Michigan City working to reduce number of vacant buildings

2013-04-07T18:15:00Z 2013-04-08T08:12:04Z Michigan City working to reduce number of vacant buildingsStan Maddux Times Correspondent nwitimes.com
April 07, 2013 6:15 pm  • 

MICHIGAN CITY | The ongoing effort to revitalize Michigan City is being fought on many fronts, the latest being a renewed effort to reduce hundreds of abandoned buildings.

Mayor Ron Meer said vacant homes and factory buildings in any community do not leave a good impression for prospective new companies. He doesn't expect to eliminate all of the 500 or so empty properties throughout the city but hopes to add to the already noticeable dent.

"Ultimately, what you want is an actual visual impact. Those are the things people who want to invest start looking at," said Meer.

Since taking over as mayor 15 months ago. Meer has stepped up the already aggressive stance on vacant structures established by his predecessor, Chuck Oberlie, whose leadership resulted in dozens of razed properties, especially toward the end of his term.
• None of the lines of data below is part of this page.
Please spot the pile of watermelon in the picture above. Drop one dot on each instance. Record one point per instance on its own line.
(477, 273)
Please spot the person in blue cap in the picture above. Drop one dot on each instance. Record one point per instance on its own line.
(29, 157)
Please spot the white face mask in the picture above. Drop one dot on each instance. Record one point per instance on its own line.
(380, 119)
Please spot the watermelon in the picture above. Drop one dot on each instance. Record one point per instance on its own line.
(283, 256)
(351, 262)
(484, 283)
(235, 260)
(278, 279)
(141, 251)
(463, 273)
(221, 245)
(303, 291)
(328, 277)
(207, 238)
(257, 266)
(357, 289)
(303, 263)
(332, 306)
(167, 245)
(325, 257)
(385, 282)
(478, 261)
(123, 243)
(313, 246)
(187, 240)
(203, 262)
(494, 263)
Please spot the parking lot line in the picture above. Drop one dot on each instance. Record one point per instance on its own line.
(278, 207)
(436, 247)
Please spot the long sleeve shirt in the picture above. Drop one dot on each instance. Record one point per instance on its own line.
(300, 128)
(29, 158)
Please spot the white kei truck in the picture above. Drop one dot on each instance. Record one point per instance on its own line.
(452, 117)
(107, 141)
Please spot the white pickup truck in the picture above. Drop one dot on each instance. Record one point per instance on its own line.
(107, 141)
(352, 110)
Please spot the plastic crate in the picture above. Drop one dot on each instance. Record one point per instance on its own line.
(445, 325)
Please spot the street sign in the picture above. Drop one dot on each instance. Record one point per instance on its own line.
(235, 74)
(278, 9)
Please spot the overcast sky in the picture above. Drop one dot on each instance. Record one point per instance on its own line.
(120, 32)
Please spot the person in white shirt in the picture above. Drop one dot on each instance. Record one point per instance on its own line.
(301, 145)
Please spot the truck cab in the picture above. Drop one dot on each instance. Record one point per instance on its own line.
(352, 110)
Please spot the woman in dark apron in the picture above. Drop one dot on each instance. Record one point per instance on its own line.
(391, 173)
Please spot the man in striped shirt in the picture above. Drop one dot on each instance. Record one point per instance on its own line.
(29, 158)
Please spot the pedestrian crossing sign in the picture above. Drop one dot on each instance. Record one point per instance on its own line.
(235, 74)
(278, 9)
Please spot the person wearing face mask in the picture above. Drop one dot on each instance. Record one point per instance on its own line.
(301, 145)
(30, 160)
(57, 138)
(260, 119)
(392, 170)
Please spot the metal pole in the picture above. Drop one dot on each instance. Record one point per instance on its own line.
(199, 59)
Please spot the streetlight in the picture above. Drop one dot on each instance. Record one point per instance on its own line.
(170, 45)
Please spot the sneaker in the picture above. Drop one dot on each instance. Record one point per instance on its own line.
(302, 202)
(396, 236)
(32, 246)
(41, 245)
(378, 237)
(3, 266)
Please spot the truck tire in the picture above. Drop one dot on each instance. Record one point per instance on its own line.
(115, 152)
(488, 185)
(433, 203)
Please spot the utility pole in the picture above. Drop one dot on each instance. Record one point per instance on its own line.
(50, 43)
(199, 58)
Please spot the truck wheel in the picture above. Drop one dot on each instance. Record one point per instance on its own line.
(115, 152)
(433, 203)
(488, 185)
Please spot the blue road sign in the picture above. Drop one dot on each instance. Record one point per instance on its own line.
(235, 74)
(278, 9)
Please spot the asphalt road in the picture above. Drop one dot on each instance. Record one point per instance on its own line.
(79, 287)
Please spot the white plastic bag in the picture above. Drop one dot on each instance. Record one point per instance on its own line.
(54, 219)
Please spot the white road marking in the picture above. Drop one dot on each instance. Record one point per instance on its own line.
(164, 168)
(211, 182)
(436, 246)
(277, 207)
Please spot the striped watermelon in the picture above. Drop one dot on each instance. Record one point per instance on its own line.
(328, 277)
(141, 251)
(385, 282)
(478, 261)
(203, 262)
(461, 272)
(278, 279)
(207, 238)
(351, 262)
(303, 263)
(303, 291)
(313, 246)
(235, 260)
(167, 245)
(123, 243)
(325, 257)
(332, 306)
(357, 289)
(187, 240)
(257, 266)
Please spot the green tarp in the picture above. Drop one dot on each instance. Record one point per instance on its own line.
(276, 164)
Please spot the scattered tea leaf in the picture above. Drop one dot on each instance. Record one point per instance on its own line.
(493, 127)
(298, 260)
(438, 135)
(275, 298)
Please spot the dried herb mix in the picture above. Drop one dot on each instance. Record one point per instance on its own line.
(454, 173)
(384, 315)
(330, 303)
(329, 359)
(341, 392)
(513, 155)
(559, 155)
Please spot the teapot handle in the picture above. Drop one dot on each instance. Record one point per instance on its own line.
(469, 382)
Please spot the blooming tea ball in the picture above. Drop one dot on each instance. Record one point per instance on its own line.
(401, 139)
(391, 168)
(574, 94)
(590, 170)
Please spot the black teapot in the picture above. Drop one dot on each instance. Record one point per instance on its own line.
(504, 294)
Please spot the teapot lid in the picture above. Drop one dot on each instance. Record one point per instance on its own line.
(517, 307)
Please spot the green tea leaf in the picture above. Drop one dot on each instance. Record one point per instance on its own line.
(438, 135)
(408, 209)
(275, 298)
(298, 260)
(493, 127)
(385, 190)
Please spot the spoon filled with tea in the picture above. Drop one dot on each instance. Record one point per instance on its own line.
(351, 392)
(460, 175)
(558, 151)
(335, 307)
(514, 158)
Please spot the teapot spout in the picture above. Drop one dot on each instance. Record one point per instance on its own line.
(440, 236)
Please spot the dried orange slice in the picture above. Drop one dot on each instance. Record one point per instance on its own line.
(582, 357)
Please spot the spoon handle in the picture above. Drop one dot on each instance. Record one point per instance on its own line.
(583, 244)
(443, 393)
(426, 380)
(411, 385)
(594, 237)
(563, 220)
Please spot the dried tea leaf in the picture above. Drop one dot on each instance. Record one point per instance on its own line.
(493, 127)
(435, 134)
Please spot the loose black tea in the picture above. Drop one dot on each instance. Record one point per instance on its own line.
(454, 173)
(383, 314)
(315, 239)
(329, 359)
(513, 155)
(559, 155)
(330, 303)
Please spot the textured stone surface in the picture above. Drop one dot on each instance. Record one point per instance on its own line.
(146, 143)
In January, an ordinance took effect outlining methods to uncover and keep a log of abandoned structures and identify the property owners. Owners who aren't willing to do things such as bring their properties up to code and cut the grass can be fined or have a levy placed on their tax bills for the city's expense of maintaining the grounds.

Some of those dollars also can supplement a $100,000 fund already kept by the city each year for demolition. Meer said since the beginning of the year the city has hired another full-time code enforcement officer whose focus is almost entirely on remedying abandoned properties.
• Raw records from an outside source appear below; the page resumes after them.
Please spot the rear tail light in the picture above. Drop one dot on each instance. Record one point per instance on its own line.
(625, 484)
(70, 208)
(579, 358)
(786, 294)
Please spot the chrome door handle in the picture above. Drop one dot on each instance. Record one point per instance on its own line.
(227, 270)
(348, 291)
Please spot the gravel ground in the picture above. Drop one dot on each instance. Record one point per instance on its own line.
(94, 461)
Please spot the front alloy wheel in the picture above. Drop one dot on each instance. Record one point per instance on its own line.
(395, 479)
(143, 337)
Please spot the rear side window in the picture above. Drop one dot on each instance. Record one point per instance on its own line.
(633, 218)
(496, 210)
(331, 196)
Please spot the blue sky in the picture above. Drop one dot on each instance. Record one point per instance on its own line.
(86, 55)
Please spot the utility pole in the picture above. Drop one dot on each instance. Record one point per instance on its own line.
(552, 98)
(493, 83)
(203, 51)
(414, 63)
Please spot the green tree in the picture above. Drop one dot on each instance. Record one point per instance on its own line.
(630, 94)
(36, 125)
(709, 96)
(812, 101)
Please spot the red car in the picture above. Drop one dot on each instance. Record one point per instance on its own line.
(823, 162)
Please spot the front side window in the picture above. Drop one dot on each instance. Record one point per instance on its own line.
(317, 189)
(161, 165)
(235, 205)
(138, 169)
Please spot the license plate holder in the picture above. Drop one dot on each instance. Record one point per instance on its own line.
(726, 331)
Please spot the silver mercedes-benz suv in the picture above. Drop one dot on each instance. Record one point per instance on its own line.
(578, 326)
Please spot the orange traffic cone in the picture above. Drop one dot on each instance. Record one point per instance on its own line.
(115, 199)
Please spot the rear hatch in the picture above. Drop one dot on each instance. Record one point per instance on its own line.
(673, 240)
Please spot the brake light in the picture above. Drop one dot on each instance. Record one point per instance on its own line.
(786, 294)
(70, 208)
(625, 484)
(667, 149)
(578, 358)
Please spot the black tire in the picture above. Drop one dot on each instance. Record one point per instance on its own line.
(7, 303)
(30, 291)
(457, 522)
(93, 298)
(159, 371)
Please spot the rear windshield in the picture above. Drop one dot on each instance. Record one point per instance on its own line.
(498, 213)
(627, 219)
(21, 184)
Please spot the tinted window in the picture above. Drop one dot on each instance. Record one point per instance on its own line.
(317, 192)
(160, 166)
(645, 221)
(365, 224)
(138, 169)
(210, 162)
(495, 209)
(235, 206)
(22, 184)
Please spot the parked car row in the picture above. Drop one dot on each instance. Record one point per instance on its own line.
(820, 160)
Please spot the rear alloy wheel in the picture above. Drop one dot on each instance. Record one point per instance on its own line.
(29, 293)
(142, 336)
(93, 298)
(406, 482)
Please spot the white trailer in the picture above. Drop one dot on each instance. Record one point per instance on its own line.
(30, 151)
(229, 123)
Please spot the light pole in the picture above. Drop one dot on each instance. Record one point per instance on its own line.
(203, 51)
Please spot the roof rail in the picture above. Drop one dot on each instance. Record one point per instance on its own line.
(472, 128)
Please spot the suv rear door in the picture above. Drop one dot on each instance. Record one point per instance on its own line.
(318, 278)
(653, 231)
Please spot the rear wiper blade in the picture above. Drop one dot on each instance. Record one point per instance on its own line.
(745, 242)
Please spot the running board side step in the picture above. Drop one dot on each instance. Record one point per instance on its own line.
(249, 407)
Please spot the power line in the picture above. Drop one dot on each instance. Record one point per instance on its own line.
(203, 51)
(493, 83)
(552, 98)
Initially, the goal is to work with owners to try to put the properties back into use or have the buildings sold to a buyer with the financial resources to fix and maintain the structures.

"Ideally, this is what we want — and it does happen," Meer said. "There are some success stories out there."

One of the missions for the city in recent years has been to reverse decline through efforts such as building demolition, more aggressive law enforcement and downtown revitalization.

City Councilman Tim Bietry said the decay began in the 1970s when the downtown was closed off and traffic on Franklin Street to the lakefront was impeded by new construction of the library, police station and city hall. Bietry said progress on the comeback trail is being made but it will take more than just a few years to fully recover.

"We're moving in the right direction but it's a battle. We fell so far behind," Bietry said.